Dental Hygienist Scope


The scope of your practice is a way of describing what you are trained and competent to do.

It describes the areas in which you have the knowledge, skills and experience to practise safely and effectively in the best interests of patients.

Dental Hygienists
Dental hygienists are registered dental professionals who help patients maintain their oral health by preventing and treating periodontal disease and promoting good oral health practice. They carry out treatment direct to patients or under prescription from a dentist.

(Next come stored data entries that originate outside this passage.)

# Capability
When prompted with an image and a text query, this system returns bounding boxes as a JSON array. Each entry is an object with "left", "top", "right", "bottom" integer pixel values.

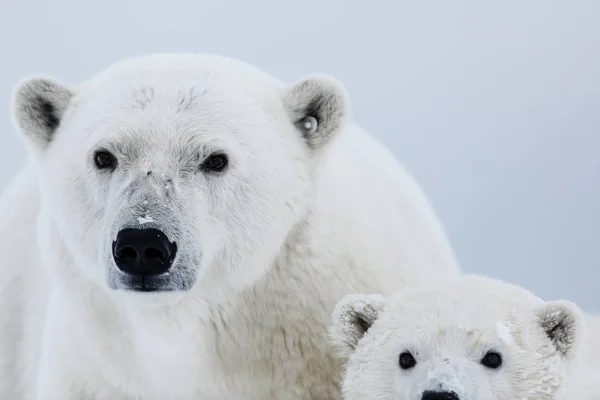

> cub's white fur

[
  {"left": 331, "top": 275, "right": 600, "bottom": 400},
  {"left": 0, "top": 53, "right": 459, "bottom": 399}
]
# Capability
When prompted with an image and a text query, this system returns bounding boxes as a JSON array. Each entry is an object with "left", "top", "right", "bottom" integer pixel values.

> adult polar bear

[{"left": 0, "top": 53, "right": 459, "bottom": 399}]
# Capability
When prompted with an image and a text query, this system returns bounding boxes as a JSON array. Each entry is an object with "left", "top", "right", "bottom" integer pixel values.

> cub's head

[
  {"left": 330, "top": 275, "right": 586, "bottom": 400},
  {"left": 11, "top": 54, "right": 348, "bottom": 301}
]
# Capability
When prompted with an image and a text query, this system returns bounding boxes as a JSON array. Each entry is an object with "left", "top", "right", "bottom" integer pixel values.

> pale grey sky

[{"left": 0, "top": 0, "right": 598, "bottom": 311}]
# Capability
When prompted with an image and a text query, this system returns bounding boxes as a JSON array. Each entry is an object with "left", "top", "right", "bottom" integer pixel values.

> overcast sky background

[{"left": 0, "top": 0, "right": 598, "bottom": 312}]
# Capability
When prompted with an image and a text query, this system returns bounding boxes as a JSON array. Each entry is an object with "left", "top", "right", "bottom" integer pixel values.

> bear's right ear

[
  {"left": 282, "top": 74, "right": 349, "bottom": 151},
  {"left": 535, "top": 300, "right": 586, "bottom": 361},
  {"left": 11, "top": 75, "right": 74, "bottom": 153},
  {"left": 329, "top": 293, "right": 387, "bottom": 358}
]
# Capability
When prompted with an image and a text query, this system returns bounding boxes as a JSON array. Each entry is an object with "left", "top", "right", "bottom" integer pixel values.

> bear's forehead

[
  {"left": 389, "top": 289, "right": 535, "bottom": 316},
  {"left": 384, "top": 303, "right": 513, "bottom": 335},
  {"left": 78, "top": 53, "right": 284, "bottom": 103},
  {"left": 75, "top": 78, "right": 281, "bottom": 119},
  {"left": 67, "top": 54, "right": 289, "bottom": 127},
  {"left": 64, "top": 76, "right": 292, "bottom": 149},
  {"left": 385, "top": 276, "right": 542, "bottom": 322},
  {"left": 370, "top": 313, "right": 520, "bottom": 359},
  {"left": 378, "top": 292, "right": 537, "bottom": 346}
]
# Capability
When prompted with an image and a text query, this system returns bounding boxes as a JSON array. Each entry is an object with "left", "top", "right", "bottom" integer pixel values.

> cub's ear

[
  {"left": 329, "top": 293, "right": 386, "bottom": 358},
  {"left": 11, "top": 75, "right": 74, "bottom": 153},
  {"left": 535, "top": 300, "right": 585, "bottom": 360},
  {"left": 282, "top": 74, "right": 349, "bottom": 150}
]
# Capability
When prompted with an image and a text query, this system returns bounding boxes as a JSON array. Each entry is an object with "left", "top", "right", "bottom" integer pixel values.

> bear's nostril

[
  {"left": 117, "top": 247, "right": 138, "bottom": 261},
  {"left": 145, "top": 247, "right": 166, "bottom": 261}
]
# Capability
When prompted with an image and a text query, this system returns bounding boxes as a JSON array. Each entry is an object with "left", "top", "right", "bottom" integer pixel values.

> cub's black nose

[
  {"left": 112, "top": 228, "right": 177, "bottom": 277},
  {"left": 421, "top": 391, "right": 459, "bottom": 400}
]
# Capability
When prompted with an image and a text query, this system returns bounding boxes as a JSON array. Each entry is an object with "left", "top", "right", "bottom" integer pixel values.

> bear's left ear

[
  {"left": 11, "top": 75, "right": 75, "bottom": 153},
  {"left": 282, "top": 74, "right": 349, "bottom": 151},
  {"left": 329, "top": 293, "right": 387, "bottom": 358},
  {"left": 535, "top": 300, "right": 586, "bottom": 360}
]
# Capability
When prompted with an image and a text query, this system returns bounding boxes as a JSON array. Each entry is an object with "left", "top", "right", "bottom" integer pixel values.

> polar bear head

[
  {"left": 11, "top": 54, "right": 348, "bottom": 300},
  {"left": 330, "top": 275, "right": 587, "bottom": 400}
]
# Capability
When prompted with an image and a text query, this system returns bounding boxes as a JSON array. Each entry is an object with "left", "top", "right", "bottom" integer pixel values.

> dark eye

[
  {"left": 481, "top": 351, "right": 502, "bottom": 369},
  {"left": 202, "top": 153, "right": 228, "bottom": 173},
  {"left": 399, "top": 352, "right": 417, "bottom": 370},
  {"left": 94, "top": 150, "right": 116, "bottom": 170}
]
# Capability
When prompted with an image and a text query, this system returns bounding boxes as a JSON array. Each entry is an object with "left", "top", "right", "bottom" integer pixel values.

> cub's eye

[
  {"left": 202, "top": 153, "right": 228, "bottom": 173},
  {"left": 481, "top": 351, "right": 502, "bottom": 369},
  {"left": 399, "top": 352, "right": 417, "bottom": 370},
  {"left": 94, "top": 150, "right": 116, "bottom": 170}
]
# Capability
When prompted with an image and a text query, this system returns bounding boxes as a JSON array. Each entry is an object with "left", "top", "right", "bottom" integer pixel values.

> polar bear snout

[
  {"left": 112, "top": 228, "right": 177, "bottom": 283},
  {"left": 421, "top": 390, "right": 459, "bottom": 400}
]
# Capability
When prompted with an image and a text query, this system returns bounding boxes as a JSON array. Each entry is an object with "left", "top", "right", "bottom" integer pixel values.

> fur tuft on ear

[
  {"left": 535, "top": 300, "right": 585, "bottom": 359},
  {"left": 11, "top": 75, "right": 74, "bottom": 152},
  {"left": 282, "top": 74, "right": 349, "bottom": 150},
  {"left": 329, "top": 293, "right": 386, "bottom": 358}
]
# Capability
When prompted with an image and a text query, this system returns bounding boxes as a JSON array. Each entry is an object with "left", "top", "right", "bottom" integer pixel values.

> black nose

[
  {"left": 112, "top": 228, "right": 177, "bottom": 277},
  {"left": 421, "top": 391, "right": 459, "bottom": 400}
]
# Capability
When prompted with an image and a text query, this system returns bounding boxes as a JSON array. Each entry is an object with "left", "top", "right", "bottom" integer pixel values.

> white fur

[
  {"left": 331, "top": 275, "right": 600, "bottom": 400},
  {"left": 0, "top": 53, "right": 459, "bottom": 400}
]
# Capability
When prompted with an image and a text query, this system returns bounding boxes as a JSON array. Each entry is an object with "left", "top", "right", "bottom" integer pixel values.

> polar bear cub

[{"left": 330, "top": 275, "right": 599, "bottom": 400}]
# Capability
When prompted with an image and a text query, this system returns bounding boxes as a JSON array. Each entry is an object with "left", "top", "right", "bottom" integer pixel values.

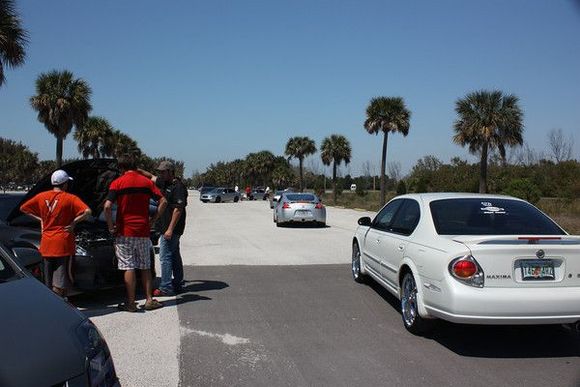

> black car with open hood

[{"left": 2, "top": 158, "right": 160, "bottom": 291}]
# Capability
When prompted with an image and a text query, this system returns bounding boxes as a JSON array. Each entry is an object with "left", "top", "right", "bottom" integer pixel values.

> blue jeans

[{"left": 159, "top": 235, "right": 184, "bottom": 294}]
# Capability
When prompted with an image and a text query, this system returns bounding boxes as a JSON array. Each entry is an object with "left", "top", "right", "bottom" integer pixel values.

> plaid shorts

[{"left": 114, "top": 236, "right": 152, "bottom": 270}]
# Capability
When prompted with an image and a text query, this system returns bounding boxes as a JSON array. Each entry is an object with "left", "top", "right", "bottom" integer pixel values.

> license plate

[
  {"left": 295, "top": 210, "right": 312, "bottom": 217},
  {"left": 521, "top": 260, "right": 555, "bottom": 281}
]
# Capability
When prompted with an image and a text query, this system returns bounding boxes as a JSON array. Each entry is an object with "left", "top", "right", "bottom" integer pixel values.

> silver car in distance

[
  {"left": 200, "top": 187, "right": 240, "bottom": 203},
  {"left": 274, "top": 193, "right": 326, "bottom": 227},
  {"left": 352, "top": 193, "right": 580, "bottom": 335}
]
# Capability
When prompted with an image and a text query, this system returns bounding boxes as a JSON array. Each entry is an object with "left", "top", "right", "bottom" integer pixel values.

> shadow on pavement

[
  {"left": 73, "top": 279, "right": 229, "bottom": 319},
  {"left": 277, "top": 222, "right": 330, "bottom": 229},
  {"left": 364, "top": 277, "right": 580, "bottom": 359}
]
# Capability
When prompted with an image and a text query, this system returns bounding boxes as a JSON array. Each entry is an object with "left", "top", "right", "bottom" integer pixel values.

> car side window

[
  {"left": 372, "top": 199, "right": 403, "bottom": 231},
  {"left": 390, "top": 200, "right": 420, "bottom": 236}
]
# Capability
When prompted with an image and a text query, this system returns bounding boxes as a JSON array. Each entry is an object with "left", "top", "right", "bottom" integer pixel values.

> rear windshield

[
  {"left": 285, "top": 194, "right": 316, "bottom": 202},
  {"left": 430, "top": 198, "right": 565, "bottom": 235}
]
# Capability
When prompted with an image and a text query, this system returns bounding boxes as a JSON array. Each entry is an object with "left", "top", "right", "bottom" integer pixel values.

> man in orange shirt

[{"left": 20, "top": 170, "right": 92, "bottom": 297}]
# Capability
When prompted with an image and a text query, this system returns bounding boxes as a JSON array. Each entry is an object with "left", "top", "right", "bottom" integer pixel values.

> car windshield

[
  {"left": 0, "top": 250, "right": 18, "bottom": 283},
  {"left": 0, "top": 194, "right": 24, "bottom": 222},
  {"left": 430, "top": 198, "right": 566, "bottom": 235},
  {"left": 285, "top": 194, "right": 316, "bottom": 202}
]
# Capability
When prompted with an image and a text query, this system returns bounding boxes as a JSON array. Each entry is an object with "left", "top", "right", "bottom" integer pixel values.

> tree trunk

[
  {"left": 332, "top": 161, "right": 337, "bottom": 204},
  {"left": 56, "top": 136, "right": 64, "bottom": 168},
  {"left": 479, "top": 143, "right": 488, "bottom": 193},
  {"left": 299, "top": 157, "right": 304, "bottom": 192},
  {"left": 380, "top": 131, "right": 389, "bottom": 206}
]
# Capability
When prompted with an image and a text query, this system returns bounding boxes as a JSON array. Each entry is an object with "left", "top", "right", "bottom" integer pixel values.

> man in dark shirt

[{"left": 141, "top": 160, "right": 188, "bottom": 296}]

As a dental hygienist, you can undertake the following if you are trained, competent and indemnified:

• provide dental hygiene care to a wide range of patients
• obtain a detailed dental history from patients and evaluate their medical history 
• carry out a clinical examination within their competence
• complete periodontal examination and charting and use indices to screen and monitor periodontal disease
• diagnose and treatment plan within their competence
• prescribe radiographs
• take, process and interpret various filmviews used in general dental practice
• plan the delivery of care for patients
• give appropriate patient advice
• provide preventive oral care to patientsand liaise with dentists over the treatment of caries, periodontal disease and tooth wear
• undertake supragingival and subgingival scaling and root surface debridement using manual and powered instruments
• use appropriate anti-microbial therapy to manage plaque related diseases
• adjust restored surfaces in relation to periodontal treatment
• apply topical treatments and fissure sealants
• give patients advice on how to stop smoking
• take intra and extra-oral photographs
• give infiltration and inferior dental block analgesia
• place temporary dressings and re-cement crowns with temporary cement
• place rubber dam
• take impressions
• care of implants and treatment of peri-implant tissues
• identify anatomical features, recognise abnormalities and interpret common pathology
• carry out oral cancer screening
• if necessary, refer patients to other healthcare professionals
• keep full, accurate and contemporaneous patient records
• if working on prescription, vary the detailbut not the direction of the prescription according to patient needs

Additional skills which dental hygienists might develop include:
• tooth whitening to the prescription of a dentist
• administering inhalation sedation
• removing sutures after the wound has been checked by a dentist

Dental hygienists do not:
• restore teeth
• carry out pulp treatments 
• adjust unrestored surfaces 
• extract teeth

Other skills are reserved to orthodontic therapists, dental technicians, clinical dental technicians or dentists.